My novel techniques, as applied to OccamNet, enable the novel architecture to fit functions with constants, something OccamNet could not previously do, and fit a wider range of implicit equations more effectively. Fitting functions with constants is essential to nearly all applications of interpretable neural networks, and fitting implicit equations is helpful for unsupervised learning and also for modeling many relationships that arise in nature. Thus, by extending OccamNet’s abilities in these two classes of functions, I expanded this new architecture’s scope, rendering a novel approach to interpretable neural networks more effective. In fact, with my new approach, OccamNet is able to fit any class of function, even outperforming the state-of-the-art implicit equation fitting technique on many equations and performing better than the state-of-the-art symbolic regression algorithm across numerous real-world datasets. These results establish my version of OccamNet as a promising candidate in the field of symbolic regression. Importantly, my improved OccamNet architecture is both interpretable and generalizes more effectively outside of the training data range than standard neural networks, therefore contributing to the greater adoption of interpretable and reliable machine learning techniques.

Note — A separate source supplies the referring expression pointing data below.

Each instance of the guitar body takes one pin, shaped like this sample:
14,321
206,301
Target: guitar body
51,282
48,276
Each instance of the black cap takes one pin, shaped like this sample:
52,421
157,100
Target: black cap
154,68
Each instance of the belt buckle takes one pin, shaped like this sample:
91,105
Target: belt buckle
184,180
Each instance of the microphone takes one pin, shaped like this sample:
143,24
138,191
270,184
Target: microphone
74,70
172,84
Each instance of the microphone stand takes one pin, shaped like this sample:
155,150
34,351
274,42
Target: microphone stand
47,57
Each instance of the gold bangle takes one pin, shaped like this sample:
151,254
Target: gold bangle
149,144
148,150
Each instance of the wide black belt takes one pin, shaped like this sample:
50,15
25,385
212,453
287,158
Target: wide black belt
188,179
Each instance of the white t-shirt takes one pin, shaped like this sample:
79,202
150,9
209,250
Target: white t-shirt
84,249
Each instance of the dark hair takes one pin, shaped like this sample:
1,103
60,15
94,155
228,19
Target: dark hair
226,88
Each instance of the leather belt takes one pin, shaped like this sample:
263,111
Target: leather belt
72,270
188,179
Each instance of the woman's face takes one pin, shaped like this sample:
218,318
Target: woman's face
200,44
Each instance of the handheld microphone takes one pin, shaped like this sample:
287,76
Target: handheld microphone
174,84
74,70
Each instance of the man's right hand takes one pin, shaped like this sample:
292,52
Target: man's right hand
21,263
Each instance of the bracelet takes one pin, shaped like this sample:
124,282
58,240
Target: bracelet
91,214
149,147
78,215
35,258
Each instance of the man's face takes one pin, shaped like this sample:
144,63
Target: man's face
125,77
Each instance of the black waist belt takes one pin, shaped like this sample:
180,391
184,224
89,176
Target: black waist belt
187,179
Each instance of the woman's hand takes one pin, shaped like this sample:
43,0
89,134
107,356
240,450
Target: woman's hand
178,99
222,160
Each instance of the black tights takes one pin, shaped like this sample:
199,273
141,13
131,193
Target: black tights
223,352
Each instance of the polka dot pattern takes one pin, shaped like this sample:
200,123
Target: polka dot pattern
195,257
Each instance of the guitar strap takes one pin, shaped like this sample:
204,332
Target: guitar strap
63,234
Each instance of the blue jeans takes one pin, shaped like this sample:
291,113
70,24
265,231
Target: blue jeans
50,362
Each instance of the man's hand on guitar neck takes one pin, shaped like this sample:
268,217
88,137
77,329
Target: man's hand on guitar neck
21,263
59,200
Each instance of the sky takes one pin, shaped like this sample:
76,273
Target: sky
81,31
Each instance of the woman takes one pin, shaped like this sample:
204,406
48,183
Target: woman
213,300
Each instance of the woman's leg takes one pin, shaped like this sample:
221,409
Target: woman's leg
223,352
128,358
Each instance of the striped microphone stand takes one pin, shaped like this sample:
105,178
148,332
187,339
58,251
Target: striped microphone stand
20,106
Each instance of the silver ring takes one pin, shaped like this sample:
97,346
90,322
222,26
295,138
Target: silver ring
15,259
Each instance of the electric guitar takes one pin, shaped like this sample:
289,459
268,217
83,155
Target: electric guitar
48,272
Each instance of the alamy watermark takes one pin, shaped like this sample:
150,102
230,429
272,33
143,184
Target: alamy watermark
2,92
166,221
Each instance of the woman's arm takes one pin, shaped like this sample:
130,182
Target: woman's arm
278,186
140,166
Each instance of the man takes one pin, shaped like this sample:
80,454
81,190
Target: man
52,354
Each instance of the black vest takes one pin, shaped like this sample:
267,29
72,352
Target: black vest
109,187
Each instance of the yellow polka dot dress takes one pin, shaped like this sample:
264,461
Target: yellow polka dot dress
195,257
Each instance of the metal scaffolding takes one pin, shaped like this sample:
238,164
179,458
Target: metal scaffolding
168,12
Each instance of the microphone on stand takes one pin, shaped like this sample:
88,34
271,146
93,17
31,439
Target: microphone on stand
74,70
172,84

I was drawn to the challenge of neural network interpretability after reading both technical and philosophical papers that detailed the problems of uninterpretable neural networks and the resultant enormous, untapped potential of deep learning. When I was later accepted to the Research Science Institute (RSI) and asked what problem I found most interesting, the answer was clear.
Fortunately, a research group at MIT was working on a novel interpretable neural network architecture (OccamNet) and, seeing my experience with computer science and math, the group offered to mentor me through the RSI program. During RSI (which was conducted virtually due to the COVID-19 pandemic), I made contributions that were significant.